With a focus on wintering birds on the Suffolk coast, you’ll find few better places to watch wildfowl at close quarters than RSPB’s North Warren Nature Reserve. On arrival, we were greeted with close flocks of Russian White-fronted and Barnacle Geese together with a scattering of Greylags. We were able to note the stubby pink bills and brilliant, white-forehead blaze, contrasting with the short dark-brown heads and necks on the adult White-fronts. The juveniles lack the white blaze as well as the jet-black belly bars that were clearly visible on the adults. From the gate, we listened to the noisy gaggles and commented on the White-fronts high-pitched musical calls, rather reminiscent of squeaky gates. The Barnacles too were very vocal announcing their arrival with short barks as they moved to graze on different sections of meadow.  Barnacles show shades of grey, black and white plumage and are members of the black geese family whereas the White-fronts are grey geese.  As well as the geese, there were three-figure flocks of Lapwings and an exultation of singing Skylarks signalled that spring is not too far away. Male and female Marsh Harriers quartered the marsh and gave us all stunning views. What a start!

Time was pressing, so we made our way through gorse and willow scrub to the viewing platform. There were a number of Great Tits bellowing their so familiar “teacher, teacher” song as they too were taking up breeding territories.  There were large flocks of wildfowl feeding happily in front of the viewing platform seeming oblivious to our present.
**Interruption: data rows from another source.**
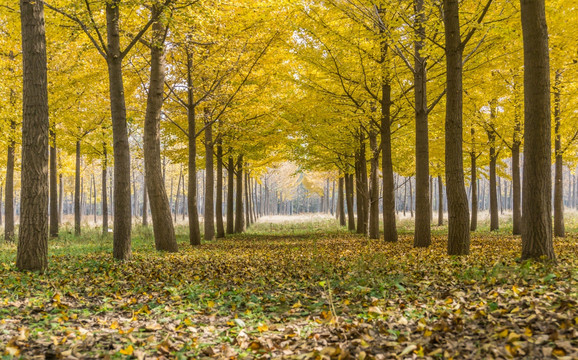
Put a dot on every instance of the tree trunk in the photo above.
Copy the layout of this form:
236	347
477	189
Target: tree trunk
53	188
239	218
104	197
32	253
121	149
440	201
537	181
219	206
77	191
389	226
209	182
374	187
422	236
494	217
474	170
230	196
349	201
558	175
341	202
458	209
9	200
194	227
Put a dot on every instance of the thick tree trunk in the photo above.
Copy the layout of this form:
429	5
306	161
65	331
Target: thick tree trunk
341	202
9	200
558	174
494	217
422	236
458	209
163	227
104	197
374	187
537	181
239	218
77	192
209	225
349	201
32	253
194	226
219	206
230	196
121	149
53	188
474	170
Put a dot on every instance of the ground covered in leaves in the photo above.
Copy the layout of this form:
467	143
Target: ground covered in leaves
294	292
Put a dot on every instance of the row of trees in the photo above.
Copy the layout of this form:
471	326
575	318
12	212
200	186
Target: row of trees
240	86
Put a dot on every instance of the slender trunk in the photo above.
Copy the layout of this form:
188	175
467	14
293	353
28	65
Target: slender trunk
194	226
104	197
458	209
219	206
537	181
389	226
9	200
474	220
494	217
121	149
422	236
230	196
349	201
53	188
341	202
374	187
558	174
32	253
440	201
209	182
239	220
77	209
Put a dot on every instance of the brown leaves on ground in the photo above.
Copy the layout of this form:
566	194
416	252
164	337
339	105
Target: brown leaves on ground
332	296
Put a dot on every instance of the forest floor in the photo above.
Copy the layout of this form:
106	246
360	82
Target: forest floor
294	290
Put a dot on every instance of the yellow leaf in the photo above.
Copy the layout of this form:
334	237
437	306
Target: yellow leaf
128	351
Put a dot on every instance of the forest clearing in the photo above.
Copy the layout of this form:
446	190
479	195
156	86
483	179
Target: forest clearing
312	290
289	179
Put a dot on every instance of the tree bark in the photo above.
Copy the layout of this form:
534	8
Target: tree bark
9	196
341	202
219	206
374	187
494	217
458	209
53	188
422	236
194	227
559	166
121	149
349	201
77	191
239	219
474	171
230	196
32	253
440	201
104	197
209	184
537	181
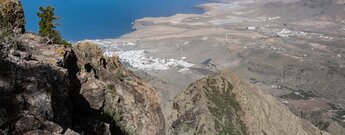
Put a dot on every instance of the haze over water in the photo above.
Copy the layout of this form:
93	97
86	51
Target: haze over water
98	19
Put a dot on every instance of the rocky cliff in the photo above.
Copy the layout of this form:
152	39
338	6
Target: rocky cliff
59	90
223	104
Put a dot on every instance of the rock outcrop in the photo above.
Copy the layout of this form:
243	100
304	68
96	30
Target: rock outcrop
108	87
222	104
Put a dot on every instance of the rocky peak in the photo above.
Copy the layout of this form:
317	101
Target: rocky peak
108	87
223	103
12	16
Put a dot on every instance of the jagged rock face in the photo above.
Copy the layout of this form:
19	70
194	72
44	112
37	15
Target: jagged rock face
108	87
223	104
12	16
208	107
34	97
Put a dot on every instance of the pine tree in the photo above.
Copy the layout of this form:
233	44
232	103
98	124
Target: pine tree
47	25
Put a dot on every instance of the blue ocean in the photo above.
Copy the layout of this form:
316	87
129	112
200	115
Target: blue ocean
99	19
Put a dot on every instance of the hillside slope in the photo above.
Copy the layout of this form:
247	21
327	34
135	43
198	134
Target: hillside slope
223	104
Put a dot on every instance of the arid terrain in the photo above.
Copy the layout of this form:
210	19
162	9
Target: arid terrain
262	67
292	49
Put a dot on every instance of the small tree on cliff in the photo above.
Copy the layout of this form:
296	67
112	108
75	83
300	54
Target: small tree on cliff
47	25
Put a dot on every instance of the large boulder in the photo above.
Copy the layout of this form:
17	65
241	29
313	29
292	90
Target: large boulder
108	87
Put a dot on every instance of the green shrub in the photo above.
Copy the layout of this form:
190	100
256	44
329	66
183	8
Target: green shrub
47	25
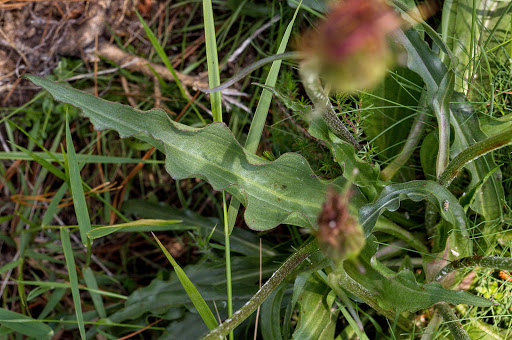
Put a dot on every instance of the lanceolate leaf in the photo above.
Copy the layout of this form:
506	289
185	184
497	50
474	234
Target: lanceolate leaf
316	319
488	200
466	126
400	292
449	207
283	191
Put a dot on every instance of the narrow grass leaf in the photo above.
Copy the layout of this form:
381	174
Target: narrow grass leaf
44	163
142	225
192	292
25	325
53	207
90	281
73	278
50	156
283	191
58	285
52	302
212	59
77	190
260	115
161	53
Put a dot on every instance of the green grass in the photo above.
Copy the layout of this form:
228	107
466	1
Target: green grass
77	262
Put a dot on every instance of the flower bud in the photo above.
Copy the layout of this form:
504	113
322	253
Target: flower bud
350	49
339	234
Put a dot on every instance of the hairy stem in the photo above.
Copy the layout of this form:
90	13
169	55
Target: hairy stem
473	152
452	322
413	138
321	102
494	262
243	313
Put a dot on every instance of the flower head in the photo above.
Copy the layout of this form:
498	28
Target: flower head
339	234
350	49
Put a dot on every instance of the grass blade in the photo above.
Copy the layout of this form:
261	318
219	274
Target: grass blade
77	190
260	116
192	292
212	59
25	325
91	282
73	278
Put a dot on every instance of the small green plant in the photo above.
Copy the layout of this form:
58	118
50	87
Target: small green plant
401	140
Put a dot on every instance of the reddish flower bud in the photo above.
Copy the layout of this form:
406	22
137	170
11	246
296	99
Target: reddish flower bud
350	49
339	234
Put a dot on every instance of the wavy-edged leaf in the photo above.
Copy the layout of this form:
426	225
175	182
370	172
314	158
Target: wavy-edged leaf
400	292
283	191
465	123
439	196
389	292
488	200
316	320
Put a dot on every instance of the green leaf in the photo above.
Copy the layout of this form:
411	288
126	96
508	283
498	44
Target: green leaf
73	278
161	296
77	190
488	201
391	111
283	191
25	325
270	312
316	320
439	196
400	292
212	59
241	241
472	28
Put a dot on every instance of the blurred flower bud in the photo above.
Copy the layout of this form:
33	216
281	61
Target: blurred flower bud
339	234
350	49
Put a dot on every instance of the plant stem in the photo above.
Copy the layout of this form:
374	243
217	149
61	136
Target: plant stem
473	152
452	322
243	313
321	102
494	262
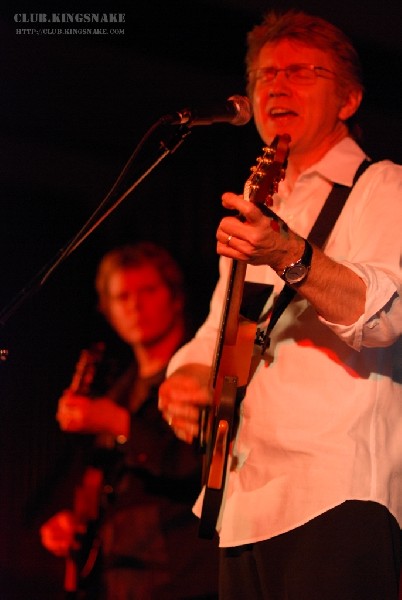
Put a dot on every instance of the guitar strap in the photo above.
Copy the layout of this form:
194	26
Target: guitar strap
318	236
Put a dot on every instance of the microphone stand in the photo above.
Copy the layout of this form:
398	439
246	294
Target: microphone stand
107	205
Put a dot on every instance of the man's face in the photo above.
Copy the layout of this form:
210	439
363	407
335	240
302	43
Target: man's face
141	308
311	113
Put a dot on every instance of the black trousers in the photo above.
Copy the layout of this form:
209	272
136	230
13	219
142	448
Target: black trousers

We were able to watch flocks of Wigeon, Pintail, Shoveler, Teal, Gadwall and Mallard and distinguish the males from the females and the juveniles from adults. We spent some time looking at the finer points of some of the more tricky species such as separating female Gadwall from female Mallards.  The drakes of all species were in full breeding dress and looked amazing. There were many more Lapwings frequenting the boggy marsh area, but otherwise wading birds were few and far between. There was a lone winter plumage Black-tailed Godwit and eagle-eyed Steve spotted a well-camouflaged Snipe, stationery and almost invisible amongst the short grassland, for us all to see. A female Sparrowhawk was perched on a gate that gave good views through the 96x magnification wonder scope. 
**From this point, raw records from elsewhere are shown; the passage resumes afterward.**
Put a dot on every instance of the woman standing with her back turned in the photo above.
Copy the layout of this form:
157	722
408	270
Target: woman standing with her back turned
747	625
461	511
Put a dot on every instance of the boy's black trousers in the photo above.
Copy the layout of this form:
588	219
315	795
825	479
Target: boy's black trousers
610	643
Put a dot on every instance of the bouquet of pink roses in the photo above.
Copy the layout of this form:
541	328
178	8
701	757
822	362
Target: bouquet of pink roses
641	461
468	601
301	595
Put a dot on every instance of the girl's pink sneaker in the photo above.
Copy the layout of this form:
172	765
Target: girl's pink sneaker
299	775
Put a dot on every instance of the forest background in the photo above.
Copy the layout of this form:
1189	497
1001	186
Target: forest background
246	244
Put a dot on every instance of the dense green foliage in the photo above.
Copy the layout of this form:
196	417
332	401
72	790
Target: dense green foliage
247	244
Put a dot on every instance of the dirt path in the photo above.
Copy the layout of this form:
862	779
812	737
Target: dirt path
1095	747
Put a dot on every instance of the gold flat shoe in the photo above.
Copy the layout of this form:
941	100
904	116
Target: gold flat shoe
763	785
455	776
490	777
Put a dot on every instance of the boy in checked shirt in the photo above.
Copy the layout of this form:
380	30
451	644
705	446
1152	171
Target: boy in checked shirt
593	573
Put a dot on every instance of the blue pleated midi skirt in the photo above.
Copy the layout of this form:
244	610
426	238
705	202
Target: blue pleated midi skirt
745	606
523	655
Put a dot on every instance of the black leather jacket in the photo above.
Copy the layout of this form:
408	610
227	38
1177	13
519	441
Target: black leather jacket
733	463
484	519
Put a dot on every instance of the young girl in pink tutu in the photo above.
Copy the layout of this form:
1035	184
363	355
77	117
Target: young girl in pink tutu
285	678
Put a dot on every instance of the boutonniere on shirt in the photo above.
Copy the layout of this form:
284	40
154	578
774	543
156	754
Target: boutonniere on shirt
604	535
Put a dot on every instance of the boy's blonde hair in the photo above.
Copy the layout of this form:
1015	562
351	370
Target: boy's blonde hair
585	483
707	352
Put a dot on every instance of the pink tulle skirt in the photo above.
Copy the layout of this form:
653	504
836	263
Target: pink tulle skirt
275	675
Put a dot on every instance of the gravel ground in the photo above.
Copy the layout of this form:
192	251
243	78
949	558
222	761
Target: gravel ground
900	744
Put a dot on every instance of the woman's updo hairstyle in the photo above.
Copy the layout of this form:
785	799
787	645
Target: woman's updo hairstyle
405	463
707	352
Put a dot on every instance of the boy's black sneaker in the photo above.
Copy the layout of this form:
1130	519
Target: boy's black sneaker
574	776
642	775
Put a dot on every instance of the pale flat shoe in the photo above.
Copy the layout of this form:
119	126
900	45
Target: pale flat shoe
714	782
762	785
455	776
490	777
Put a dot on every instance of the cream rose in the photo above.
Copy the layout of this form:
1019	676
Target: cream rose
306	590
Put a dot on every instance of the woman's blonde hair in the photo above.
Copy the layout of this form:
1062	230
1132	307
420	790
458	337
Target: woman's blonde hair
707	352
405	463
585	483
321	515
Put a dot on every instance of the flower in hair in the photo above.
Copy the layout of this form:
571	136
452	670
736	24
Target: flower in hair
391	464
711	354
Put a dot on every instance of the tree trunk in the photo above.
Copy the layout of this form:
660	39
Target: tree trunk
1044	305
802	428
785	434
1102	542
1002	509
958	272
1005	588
As mid-morning approached, it was time to make our way to the nearby fantasy village of Thorpeness.  The Meare is the centrepiece of the complex and consists of a Peter Pan themed boating lake that is free of boats in the winter, so quite an attraction for wildfowl. The most abundant duck was Gadwall and to see over 100 simultaneously tipping upside down on the Meare to reach food, was quite a sight. However, we could not locate the small group of Goosanders that had been there a day or two earlier. From the Meare, we took the public footpath across the golf course to the disused railway line, passing “The House in the Clouds” and the windmill on our way.  The former is a cleverly disguised 30,000 gallon water tank, but now self-catering accommodation. The scrubby woodland surrounding these landmarks and adjacent to the golf course fairways was alive with birdsong with numerous Robins, Wrens, Chaffinches, Long-tailed, Blue, Great and Coal Tits and Dunnocks.  A calling Treecreeper and a Jay were new additions to our bird list – 44 species was our final tally. An exceptional morning’s birding. We scanned the reedbed and were again treated to superb view of a male Marsh Harrier and finally a Chiffchaff was heard calling from theedge of the railway track.

We all returned to The Froize, welcomed in by the delicious aromas emerging from the kitchen, and were then treated to one of David’s most scrumptious lunches.  Thanks to David for his hospitality and to all participants – you were wonderful company. 

The full list and numbers of birds seen can be found in the following link: 

Our next Froize Birding event is on Thursday 2nd March 2023 from 8.30 a.m. Weather permitting, international tour guide David Walsh and I will lead the group to explore the Suffolk’s Sandlings – vast tracts of heather heathland that once dominated the coastal landscape.  Woodlarks, Dartford Warblers, Stonechats and, if we are lucky, Crossbills should be on the cards.